O vendedor Luciano Alves, que está indo de bloco em bloco junto com a esposa e um isopor cheio, conta que o aumento de preços e a concorrência não permitem valores menores. “Algumas marcas que as pessoas pedem aumentaram muito. A gente faz promoções, mas não tem como baixar muito. Está tudo muito caro, até o gelo ficou mais caro no Carnaval e dificulta vir para o bloco vender com um preço muito baixo”, diz.

Seja qual for a justificativa, muitos consumidores reclamaram e optaram por levar as bebidas de casa. Um dos adereços mais comuns dos foliões nos blocos carnavalescos de BH eram as bolsas térmicas, coolers e caixas de gelo, para garantir o “combustível” próprio, como disse Fábio Barbosa, motorista de aplicativo que nesta segunda-feira (20) curtia o Bloco Havaianas Usadas com a cerveja trazida de casa. 

“O dinheiro que a gente vai gastar é o mesmo, mas trazendo de casa a gente consegue beber bem mais. Se acabar, a gente compra do pessoal aqui, mas tenta economizar”, diz.

Os preços de uma lata de 473 ml das principais marcas comercializadas variam entre R$ 12 e R$ 15 na maioria dos ambulantes.

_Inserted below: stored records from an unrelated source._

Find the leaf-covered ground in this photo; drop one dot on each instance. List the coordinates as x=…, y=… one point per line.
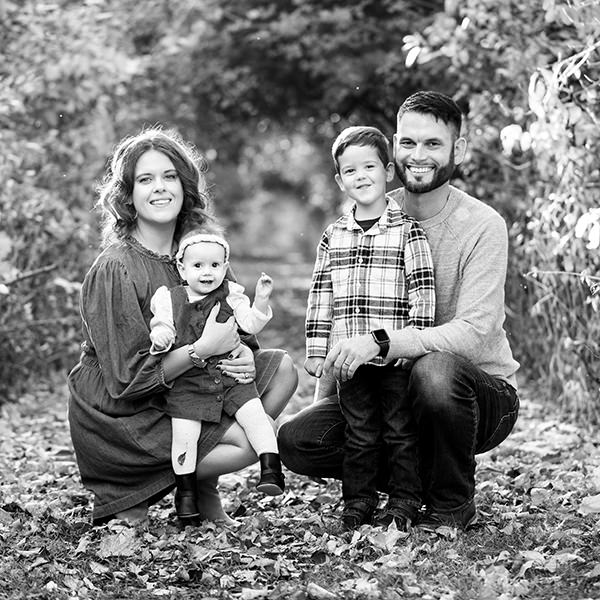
x=537, y=537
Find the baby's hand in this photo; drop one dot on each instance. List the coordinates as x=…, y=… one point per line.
x=314, y=366
x=264, y=287
x=161, y=339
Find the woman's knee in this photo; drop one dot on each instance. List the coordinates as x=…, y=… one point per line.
x=281, y=387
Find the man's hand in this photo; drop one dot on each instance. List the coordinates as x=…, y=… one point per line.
x=314, y=366
x=346, y=356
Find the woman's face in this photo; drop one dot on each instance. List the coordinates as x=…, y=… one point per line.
x=157, y=189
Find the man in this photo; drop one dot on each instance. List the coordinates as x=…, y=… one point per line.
x=462, y=384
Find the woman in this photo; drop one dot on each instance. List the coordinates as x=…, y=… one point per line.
x=152, y=193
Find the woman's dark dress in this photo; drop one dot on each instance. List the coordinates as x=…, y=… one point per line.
x=119, y=428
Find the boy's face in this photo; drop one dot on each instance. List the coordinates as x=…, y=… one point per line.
x=203, y=266
x=363, y=178
x=426, y=151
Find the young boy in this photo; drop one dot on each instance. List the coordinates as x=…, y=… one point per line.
x=373, y=271
x=203, y=393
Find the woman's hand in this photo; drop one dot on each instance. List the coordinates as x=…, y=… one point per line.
x=240, y=366
x=217, y=338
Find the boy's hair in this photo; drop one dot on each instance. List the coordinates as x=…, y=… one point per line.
x=438, y=105
x=361, y=136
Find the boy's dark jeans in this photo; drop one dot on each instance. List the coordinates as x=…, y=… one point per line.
x=460, y=411
x=380, y=437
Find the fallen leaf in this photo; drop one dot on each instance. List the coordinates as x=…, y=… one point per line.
x=124, y=543
x=590, y=505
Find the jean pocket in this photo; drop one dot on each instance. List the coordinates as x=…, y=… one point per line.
x=505, y=426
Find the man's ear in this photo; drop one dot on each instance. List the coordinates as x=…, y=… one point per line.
x=460, y=149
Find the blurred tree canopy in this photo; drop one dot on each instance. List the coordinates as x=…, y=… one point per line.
x=262, y=87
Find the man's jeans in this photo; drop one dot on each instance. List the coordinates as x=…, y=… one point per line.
x=381, y=437
x=459, y=409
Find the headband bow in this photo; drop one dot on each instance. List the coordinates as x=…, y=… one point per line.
x=198, y=238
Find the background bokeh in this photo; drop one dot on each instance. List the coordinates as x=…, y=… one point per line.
x=262, y=87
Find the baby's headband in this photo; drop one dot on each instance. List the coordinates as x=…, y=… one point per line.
x=197, y=238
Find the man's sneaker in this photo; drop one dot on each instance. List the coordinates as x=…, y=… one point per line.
x=461, y=519
x=400, y=515
x=356, y=514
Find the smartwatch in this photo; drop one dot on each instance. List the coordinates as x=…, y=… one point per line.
x=196, y=360
x=382, y=339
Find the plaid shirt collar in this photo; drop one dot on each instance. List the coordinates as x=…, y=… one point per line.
x=392, y=215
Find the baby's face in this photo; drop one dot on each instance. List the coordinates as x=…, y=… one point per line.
x=203, y=266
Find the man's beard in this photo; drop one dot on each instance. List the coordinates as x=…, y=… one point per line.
x=442, y=174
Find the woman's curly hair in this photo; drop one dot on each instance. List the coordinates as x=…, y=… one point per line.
x=115, y=201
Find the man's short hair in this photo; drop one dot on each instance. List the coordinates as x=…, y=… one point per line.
x=361, y=136
x=436, y=104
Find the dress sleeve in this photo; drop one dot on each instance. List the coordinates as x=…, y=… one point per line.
x=248, y=318
x=162, y=321
x=319, y=312
x=113, y=317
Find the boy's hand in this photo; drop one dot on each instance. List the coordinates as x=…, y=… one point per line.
x=314, y=366
x=264, y=288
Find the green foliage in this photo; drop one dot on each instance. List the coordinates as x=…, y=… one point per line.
x=57, y=96
x=262, y=87
x=528, y=74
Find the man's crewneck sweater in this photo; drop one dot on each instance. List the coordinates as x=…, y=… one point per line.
x=469, y=246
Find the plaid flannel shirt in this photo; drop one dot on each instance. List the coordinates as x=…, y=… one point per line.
x=366, y=280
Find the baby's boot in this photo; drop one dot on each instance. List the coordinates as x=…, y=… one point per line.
x=185, y=496
x=271, y=478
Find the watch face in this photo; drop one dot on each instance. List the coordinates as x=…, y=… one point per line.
x=381, y=337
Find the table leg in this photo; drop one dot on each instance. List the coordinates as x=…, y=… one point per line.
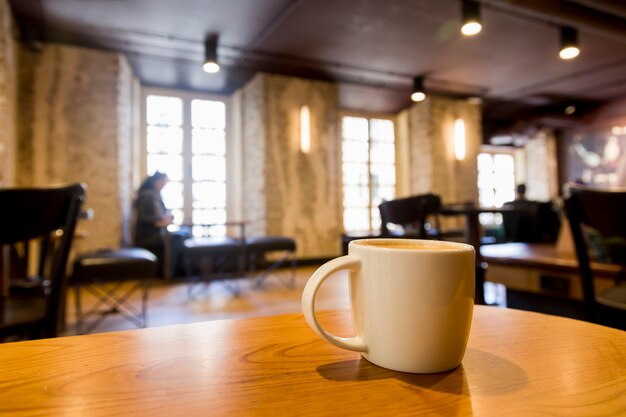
x=5, y=278
x=479, y=296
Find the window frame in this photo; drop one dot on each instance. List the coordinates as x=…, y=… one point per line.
x=369, y=117
x=187, y=97
x=490, y=218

Se der uma choradinha, consegue um descontinho ou uma promoção se comprar uma quantidade maior, mas o valor continua elevado.

Nos supermercados

Os mesmos rótulos podem ser encontrados nos supermercados de Belo Horizonte com preços entre R$ 3,99 e R$ 5,40. Essa diferença foi o que fez Atos Barbosa vir de Ribeirão das Neves até a região central de Belo Horizonte carregando sua própria bebida em um carrinho térmico. “Compensa demais! O dinheiro que a gente economiza garante mais festa no Carnaval”, conta.

Chance de aparecer
Sem a Ambev, as cervejarias artesanais da Grande BH tiveram a oportunidade de patrocinar a festa na capital e apresentar rótulos novos aos consumidores. Uma das marcas que caiu no gosto do folião belo-horizontino foi a Xeque Mate, bebida mista gaseificada de mate, rum artesanal, guaraná e limão.

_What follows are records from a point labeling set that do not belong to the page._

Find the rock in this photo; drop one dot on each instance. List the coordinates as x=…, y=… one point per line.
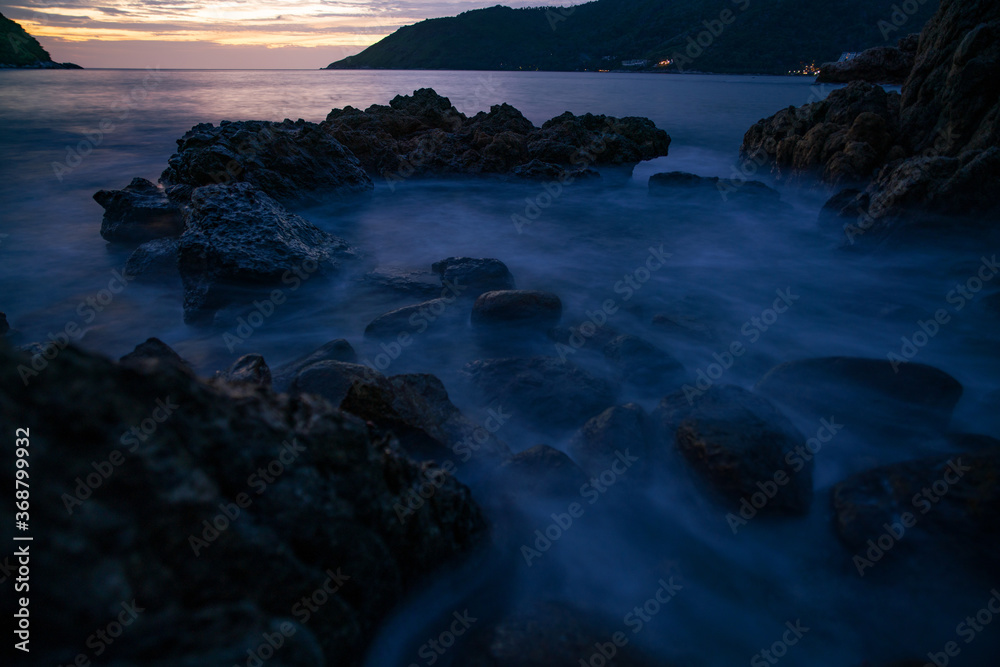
x=424, y=134
x=331, y=379
x=137, y=213
x=679, y=182
x=153, y=259
x=536, y=170
x=417, y=410
x=287, y=160
x=740, y=442
x=618, y=429
x=474, y=276
x=546, y=634
x=335, y=350
x=954, y=501
x=642, y=364
x=444, y=312
x=881, y=64
x=871, y=397
x=542, y=471
x=328, y=519
x=154, y=355
x=548, y=392
x=250, y=370
x=517, y=308
x=237, y=235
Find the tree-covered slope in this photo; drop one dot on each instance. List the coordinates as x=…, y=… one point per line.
x=768, y=36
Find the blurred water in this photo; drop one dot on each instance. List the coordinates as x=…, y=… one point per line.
x=727, y=260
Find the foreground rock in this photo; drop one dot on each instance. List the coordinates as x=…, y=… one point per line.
x=287, y=160
x=946, y=506
x=548, y=392
x=517, y=309
x=922, y=158
x=239, y=236
x=139, y=212
x=882, y=64
x=742, y=444
x=423, y=134
x=870, y=397
x=154, y=531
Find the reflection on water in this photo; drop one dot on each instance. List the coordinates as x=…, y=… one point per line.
x=727, y=261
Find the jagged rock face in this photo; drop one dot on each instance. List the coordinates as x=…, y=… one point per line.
x=882, y=64
x=330, y=504
x=238, y=235
x=943, y=141
x=424, y=133
x=287, y=160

No site da empresa tem um anúncio dizendo que “devido a alta demanda do Carnaval os estoques acabaram”, mas que em breve terá mais produto para distribuição aos consumidores.

De acordo com expectativas
Na véspera do Carnaval, o site Mercado Mineiro divulgou uma pesquisa mostrando que, antes mesmo de a folia começar, os preços da cerveja já estavam elevados e era necessário bater perna para encontrar os melhores preços.
 
Na divulgação da pesquisa, o diretor do site, o economista Feliciano Abreu, fez um alerta. “Já está muito caro sair e, se aumentar o preço, o próprio setor pode sofrer com isso”, advertiu.